"I don't know if people realize that when they turn on their TomTom that they should be grateful to their government for having released that data, but they sure as hell are grateful for the ability to figure out where they're going."
This kind of entrepreneurial corralling is evident in all the work Park has done so far since joining HHS. "I have no budget," he said. "I have no formal team. I don't control any government contracts. I don't control any grants. It's perfect, because it actually gives you the kind of freedom to maneuver, to really be a change agent." When he started the job, he created what he calls a virtual startup model. "The idea is you find a particular idea or initiative that you want to get going. And the first thing that I do is I find the three to five people at HHS who had that idea a long time ago, who have been obsessing about it, who know a lot more about it than I do, who have connections and data and resources and people that they can throw in the mix. And then I recruit them to join a virtual startup to do this thing."
Given his roots, it's not surprising Park is trying to run his department like a Silicon Valley company. The deadlines his teams set are no longer than 90 days out; in fact, they're often shorter. Each project moves at a rapid velocity, with him acting as the virtual startup's CEO. Once one reaches maturation, he hands it off and then moves onto the next virtual startup.
At the June 2 event, the people he'd met with 90 days prior came together and showcased 20 tools they'd either improved upon or built from scratch using the newly released data. The idea, Park said, was to maximize publicity for these tools by revealing them all at once. And then following this round of publicity, he hoped other companies he hadn't met with would catch wind of the data and begin creating tools of their own, spawning a self-perpetuating arms race that would generate new tools at a faster and faster rate. The end goal -- or the indicator of Park's success -- would be when he no longer needed to publicize the data at all.

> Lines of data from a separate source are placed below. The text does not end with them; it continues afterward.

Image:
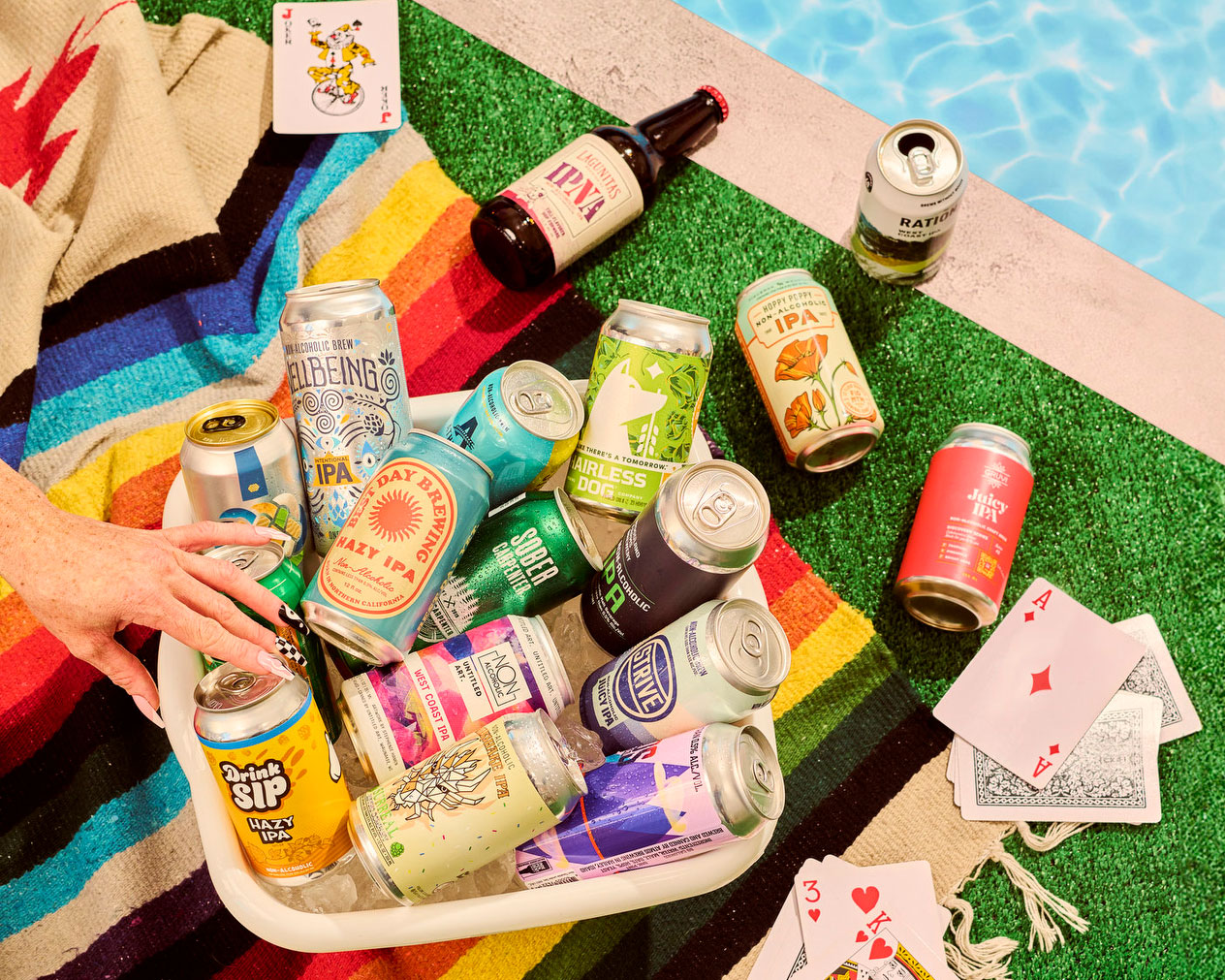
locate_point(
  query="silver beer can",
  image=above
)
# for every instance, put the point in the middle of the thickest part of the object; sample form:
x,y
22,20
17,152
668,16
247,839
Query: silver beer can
x,y
347,381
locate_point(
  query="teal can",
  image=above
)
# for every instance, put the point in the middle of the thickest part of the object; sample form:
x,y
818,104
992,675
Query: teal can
x,y
402,539
522,422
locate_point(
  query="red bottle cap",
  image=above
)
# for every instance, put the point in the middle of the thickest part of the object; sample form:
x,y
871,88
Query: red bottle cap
x,y
718,97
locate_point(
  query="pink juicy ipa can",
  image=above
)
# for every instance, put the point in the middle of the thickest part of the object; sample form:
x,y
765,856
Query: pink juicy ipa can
x,y
406,711
965,529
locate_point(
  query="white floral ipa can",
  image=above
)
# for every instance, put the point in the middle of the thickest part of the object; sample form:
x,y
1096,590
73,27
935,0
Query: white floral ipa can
x,y
806,370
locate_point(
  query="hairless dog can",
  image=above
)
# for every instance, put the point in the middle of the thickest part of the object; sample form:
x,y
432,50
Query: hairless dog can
x,y
465,805
964,534
705,527
403,713
719,663
277,771
404,535
522,422
806,371
347,384
644,806
525,557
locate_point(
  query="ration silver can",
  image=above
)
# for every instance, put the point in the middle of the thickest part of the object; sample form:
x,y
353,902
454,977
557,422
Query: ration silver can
x,y
347,381
913,184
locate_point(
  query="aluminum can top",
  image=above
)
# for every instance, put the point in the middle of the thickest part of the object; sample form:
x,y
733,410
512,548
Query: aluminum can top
x,y
232,423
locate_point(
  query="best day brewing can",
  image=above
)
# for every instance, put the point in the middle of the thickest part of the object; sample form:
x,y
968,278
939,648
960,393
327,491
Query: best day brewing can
x,y
465,806
277,772
412,522
806,370
964,534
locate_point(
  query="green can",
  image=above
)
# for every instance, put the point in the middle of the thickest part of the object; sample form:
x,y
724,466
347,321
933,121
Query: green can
x,y
529,555
268,566
644,393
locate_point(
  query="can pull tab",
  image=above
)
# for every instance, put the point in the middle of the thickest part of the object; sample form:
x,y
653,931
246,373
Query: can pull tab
x,y
533,402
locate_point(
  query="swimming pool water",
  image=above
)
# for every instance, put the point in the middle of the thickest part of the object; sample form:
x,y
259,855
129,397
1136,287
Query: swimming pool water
x,y
1108,115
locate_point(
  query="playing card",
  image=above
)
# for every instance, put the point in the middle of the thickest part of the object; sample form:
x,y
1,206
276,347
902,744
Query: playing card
x,y
334,66
1156,675
1036,685
1110,776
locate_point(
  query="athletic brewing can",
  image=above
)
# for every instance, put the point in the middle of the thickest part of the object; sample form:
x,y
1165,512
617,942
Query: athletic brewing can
x,y
645,389
719,663
706,525
522,422
913,181
277,772
264,562
240,463
465,806
645,806
403,538
525,557
806,370
347,381
403,713
965,529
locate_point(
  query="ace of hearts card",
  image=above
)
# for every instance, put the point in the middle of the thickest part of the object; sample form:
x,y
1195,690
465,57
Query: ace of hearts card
x,y
334,66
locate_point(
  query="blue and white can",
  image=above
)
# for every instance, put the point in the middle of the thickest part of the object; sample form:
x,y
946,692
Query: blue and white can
x,y
403,538
722,662
522,422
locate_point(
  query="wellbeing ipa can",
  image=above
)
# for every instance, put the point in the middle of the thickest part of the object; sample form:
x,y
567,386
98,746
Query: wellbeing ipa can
x,y
964,535
645,387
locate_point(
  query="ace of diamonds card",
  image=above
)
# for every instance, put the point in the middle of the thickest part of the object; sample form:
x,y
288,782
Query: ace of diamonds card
x,y
1035,686
334,66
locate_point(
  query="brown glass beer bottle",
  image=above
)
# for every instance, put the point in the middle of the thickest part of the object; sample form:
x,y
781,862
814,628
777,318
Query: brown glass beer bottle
x,y
587,191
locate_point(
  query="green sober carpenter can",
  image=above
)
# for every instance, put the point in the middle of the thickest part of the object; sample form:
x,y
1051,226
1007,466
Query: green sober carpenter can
x,y
522,422
266,563
645,389
525,557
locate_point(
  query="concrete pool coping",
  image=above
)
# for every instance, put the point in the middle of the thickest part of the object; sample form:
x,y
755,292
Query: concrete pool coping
x,y
1015,270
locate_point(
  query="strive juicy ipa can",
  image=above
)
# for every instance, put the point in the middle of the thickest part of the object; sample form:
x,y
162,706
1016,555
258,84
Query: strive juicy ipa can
x,y
347,382
400,542
277,772
683,795
403,713
647,382
465,805
806,370
965,529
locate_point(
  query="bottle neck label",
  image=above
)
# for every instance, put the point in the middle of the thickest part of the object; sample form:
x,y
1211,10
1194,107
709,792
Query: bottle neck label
x,y
580,196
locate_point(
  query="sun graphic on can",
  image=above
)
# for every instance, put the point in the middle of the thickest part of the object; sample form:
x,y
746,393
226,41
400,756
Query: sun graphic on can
x,y
395,516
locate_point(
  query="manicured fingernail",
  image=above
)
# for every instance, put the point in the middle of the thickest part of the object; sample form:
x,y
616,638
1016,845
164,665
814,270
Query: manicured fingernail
x,y
273,664
148,711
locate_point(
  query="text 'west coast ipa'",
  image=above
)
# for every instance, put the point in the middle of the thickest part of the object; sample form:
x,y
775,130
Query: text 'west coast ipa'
x,y
587,191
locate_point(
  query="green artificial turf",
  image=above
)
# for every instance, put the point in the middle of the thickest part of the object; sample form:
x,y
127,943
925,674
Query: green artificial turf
x,y
1123,517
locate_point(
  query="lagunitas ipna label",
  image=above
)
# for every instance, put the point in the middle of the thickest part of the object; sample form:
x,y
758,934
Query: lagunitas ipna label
x,y
580,196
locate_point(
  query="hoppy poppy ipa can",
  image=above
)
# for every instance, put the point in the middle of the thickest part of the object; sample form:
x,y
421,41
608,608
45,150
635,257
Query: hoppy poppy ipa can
x,y
806,370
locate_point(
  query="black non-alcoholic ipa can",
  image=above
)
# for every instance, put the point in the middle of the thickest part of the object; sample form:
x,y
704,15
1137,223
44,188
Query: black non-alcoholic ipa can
x,y
702,529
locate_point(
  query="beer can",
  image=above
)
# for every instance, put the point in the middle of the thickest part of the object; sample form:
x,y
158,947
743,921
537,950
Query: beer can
x,y
347,382
964,534
806,370
719,663
913,182
465,806
705,527
240,463
277,771
522,422
402,539
683,795
264,562
645,389
525,557
402,713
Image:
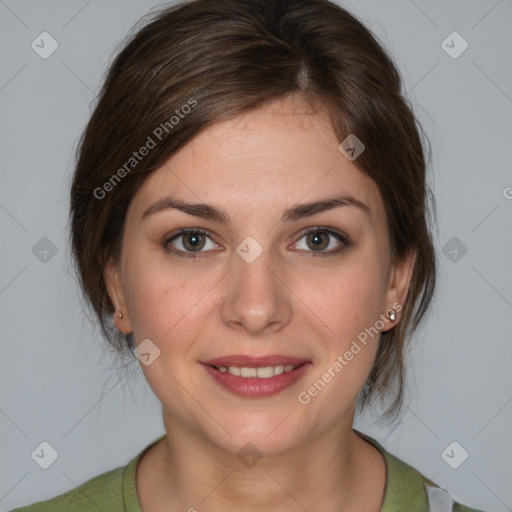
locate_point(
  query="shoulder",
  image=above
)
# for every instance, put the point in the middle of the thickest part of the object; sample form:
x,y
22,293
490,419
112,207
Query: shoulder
x,y
406,487
112,491
103,492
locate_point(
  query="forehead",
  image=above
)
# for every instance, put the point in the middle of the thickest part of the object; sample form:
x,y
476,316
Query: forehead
x,y
266,159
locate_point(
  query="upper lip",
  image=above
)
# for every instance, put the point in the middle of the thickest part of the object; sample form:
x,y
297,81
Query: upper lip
x,y
255,362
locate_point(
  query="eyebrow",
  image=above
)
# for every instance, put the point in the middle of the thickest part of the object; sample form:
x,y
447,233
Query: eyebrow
x,y
211,212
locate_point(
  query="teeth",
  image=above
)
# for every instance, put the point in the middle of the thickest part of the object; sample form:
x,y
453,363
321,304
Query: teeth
x,y
263,372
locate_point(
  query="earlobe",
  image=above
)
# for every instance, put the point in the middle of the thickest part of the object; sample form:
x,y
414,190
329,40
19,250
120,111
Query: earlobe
x,y
400,280
112,279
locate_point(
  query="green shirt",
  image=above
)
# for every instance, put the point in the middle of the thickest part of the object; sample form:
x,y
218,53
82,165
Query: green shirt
x,y
115,491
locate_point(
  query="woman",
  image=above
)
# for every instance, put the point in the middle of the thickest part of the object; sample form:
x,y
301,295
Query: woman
x,y
249,217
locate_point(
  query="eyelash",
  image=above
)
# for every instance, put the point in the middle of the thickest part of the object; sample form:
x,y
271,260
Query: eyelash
x,y
341,238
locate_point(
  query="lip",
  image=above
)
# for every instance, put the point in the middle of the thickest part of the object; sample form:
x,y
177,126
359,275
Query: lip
x,y
254,387
255,362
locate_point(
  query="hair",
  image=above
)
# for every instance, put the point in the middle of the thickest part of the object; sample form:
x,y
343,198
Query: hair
x,y
190,65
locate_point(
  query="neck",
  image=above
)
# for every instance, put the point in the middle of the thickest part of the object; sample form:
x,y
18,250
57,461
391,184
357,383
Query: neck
x,y
335,471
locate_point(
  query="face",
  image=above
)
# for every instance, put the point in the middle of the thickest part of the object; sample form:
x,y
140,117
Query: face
x,y
310,284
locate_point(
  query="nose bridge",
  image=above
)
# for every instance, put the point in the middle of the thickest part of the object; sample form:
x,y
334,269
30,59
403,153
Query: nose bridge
x,y
255,296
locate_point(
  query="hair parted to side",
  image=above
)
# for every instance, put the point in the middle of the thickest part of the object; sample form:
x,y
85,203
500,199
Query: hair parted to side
x,y
224,58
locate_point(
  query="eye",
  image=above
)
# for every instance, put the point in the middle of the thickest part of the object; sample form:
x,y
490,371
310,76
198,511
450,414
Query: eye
x,y
320,238
188,242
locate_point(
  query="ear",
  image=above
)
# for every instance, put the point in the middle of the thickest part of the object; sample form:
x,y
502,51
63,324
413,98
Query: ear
x,y
399,282
112,276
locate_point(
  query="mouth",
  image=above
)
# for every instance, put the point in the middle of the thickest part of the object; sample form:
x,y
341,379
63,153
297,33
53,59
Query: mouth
x,y
256,377
260,372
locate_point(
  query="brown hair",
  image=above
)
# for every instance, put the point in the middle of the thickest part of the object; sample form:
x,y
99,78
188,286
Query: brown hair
x,y
193,64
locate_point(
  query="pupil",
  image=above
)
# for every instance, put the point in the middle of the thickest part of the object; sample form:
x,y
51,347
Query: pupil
x,y
194,241
317,240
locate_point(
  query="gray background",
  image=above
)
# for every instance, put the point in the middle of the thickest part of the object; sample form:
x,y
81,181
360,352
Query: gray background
x,y
58,384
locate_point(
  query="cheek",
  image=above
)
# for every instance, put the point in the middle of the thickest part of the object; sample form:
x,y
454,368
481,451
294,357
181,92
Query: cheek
x,y
163,300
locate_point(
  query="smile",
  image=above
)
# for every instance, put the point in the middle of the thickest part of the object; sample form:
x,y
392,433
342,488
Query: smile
x,y
256,382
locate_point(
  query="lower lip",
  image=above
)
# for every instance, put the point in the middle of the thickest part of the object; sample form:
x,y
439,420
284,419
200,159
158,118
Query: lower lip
x,y
255,387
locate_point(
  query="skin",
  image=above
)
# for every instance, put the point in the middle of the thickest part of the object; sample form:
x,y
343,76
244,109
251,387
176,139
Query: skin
x,y
287,301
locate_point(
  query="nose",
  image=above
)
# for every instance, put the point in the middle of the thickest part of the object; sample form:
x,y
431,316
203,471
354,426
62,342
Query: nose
x,y
257,299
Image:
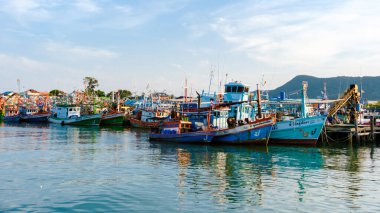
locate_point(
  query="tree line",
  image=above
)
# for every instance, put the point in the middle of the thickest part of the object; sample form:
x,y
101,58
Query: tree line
x,y
91,84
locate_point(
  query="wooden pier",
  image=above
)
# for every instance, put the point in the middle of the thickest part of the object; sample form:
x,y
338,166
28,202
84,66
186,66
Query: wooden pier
x,y
350,133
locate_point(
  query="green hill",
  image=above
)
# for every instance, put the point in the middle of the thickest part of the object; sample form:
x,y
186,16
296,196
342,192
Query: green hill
x,y
335,86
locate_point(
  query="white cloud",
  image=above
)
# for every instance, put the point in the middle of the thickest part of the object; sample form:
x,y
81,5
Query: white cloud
x,y
27,10
309,37
87,6
70,51
35,74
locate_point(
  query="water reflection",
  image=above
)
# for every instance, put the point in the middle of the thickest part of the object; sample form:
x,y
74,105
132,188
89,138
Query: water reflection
x,y
233,173
122,166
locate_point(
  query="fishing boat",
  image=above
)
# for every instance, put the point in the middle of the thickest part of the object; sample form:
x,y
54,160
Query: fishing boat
x,y
256,132
181,131
11,114
245,126
304,130
112,118
301,131
34,115
148,118
70,115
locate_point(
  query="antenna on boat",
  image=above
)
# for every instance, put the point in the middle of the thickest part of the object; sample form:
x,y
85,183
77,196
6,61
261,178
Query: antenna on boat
x,y
211,76
18,85
259,115
303,105
185,89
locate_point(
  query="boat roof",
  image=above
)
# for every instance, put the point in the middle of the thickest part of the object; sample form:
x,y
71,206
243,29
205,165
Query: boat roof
x,y
66,105
236,83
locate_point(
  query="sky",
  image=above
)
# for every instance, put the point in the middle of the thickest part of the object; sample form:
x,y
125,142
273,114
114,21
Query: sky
x,y
154,45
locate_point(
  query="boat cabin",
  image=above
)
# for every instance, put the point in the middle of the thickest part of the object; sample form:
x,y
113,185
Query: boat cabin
x,y
176,127
235,92
11,111
28,111
66,111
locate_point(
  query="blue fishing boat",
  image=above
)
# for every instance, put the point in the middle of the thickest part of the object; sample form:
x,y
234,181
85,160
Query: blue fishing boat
x,y
34,115
298,131
302,131
181,131
256,132
11,114
244,126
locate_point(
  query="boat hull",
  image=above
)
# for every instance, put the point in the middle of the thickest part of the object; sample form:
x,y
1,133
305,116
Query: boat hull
x,y
254,133
13,118
86,120
143,124
116,119
301,131
191,137
37,118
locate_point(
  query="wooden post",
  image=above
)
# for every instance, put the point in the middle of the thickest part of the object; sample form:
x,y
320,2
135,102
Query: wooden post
x,y
372,123
356,130
350,137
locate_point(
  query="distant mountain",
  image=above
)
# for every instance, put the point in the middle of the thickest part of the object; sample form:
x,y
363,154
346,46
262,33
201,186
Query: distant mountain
x,y
335,87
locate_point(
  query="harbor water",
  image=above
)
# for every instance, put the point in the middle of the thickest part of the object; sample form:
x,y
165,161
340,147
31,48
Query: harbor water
x,y
50,168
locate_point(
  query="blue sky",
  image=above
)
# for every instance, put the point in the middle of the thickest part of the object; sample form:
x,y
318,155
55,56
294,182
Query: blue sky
x,y
50,44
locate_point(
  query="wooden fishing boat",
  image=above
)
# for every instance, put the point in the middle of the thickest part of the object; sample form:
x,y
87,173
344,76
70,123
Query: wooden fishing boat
x,y
34,115
256,132
180,131
70,115
11,114
299,131
148,119
112,119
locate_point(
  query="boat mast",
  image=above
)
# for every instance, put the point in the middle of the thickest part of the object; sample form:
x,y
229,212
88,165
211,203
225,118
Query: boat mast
x,y
259,114
303,99
185,89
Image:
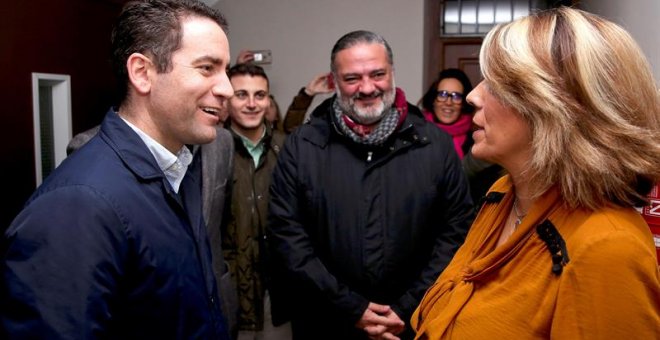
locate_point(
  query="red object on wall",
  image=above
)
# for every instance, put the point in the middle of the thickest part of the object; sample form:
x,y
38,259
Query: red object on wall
x,y
651,214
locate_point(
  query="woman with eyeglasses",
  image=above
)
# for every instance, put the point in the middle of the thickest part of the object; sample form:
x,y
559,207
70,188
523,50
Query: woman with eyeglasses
x,y
444,104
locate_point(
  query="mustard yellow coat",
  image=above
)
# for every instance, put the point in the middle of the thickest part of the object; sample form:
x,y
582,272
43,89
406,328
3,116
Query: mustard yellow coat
x,y
609,289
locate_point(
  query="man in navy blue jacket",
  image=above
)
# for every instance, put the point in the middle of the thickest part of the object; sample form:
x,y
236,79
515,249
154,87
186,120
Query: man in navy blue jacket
x,y
113,244
369,203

Though the tools displayed for the forum had only been created in the span of 90 days, it wasn't difficult to immediately grasp their intrinsic worth. For its contribution, Microsoft began pulling information from an HHS site called Hospital Compare. The site contains detailed quality and patient satisfaction information from hospitals across the country, but a recent survey found that 94 percent of Americans don't even know it exists. Microsoft downloaded the information and then integrated it into Bing's search, so now when you perform a search for any particular hospital, in addition to Bing's normal Web results you'll also receive -- in a gray box -- the patient satisfaction for that particular hospital versus the state average, followed by a link to more information. That link sends users to hospitalcompare.hhs.gov. Park used Bing recently to determine which hospital will help in delivering his second child. "We're eating our own dog food, as it were," he said, laughing.
One of the many data points released by HHS is a directory of community health centers -- where the uninsured can go to get free or inexpensive health care -- available across the country. A tool called iTriage had already built iPhone and Android applications that allow a user to type in a medical treatment and then search for the closest providers offering those treatments. For the Health Day Initiative, the company simply added in the government's community health center data to its search. According to Park, tens of thousands of iTriage users have found community health centers since it integrated them into its results.
Surprisingly, the most popular tool -- indicated by the long line of people who gathered to try it at the event -- didn't have any direct, immediate benefit. A company named MeYou Health created a game called Community Clash, which acts as a kind of Black Jack for community health data. The game allows you to plug in your city and then pick a rival city with which to compete. Several health indicators are displayed on cards and you have to switch out the indicators in your city that you believe are weaker than the rival city's. "There's a burgeoning thread of activity happening that says maybe the way to educate people on health is not to tell them to eat their spinach," Park said. "In a world where Farmville goes from zero to 70 million users, I think the person who starts 'Healthville' and gets 50 million users, that person will be one of the most important health care figures in the 21st century, because they'll do more in that one stroke to advance health care education than all public health announcements combined."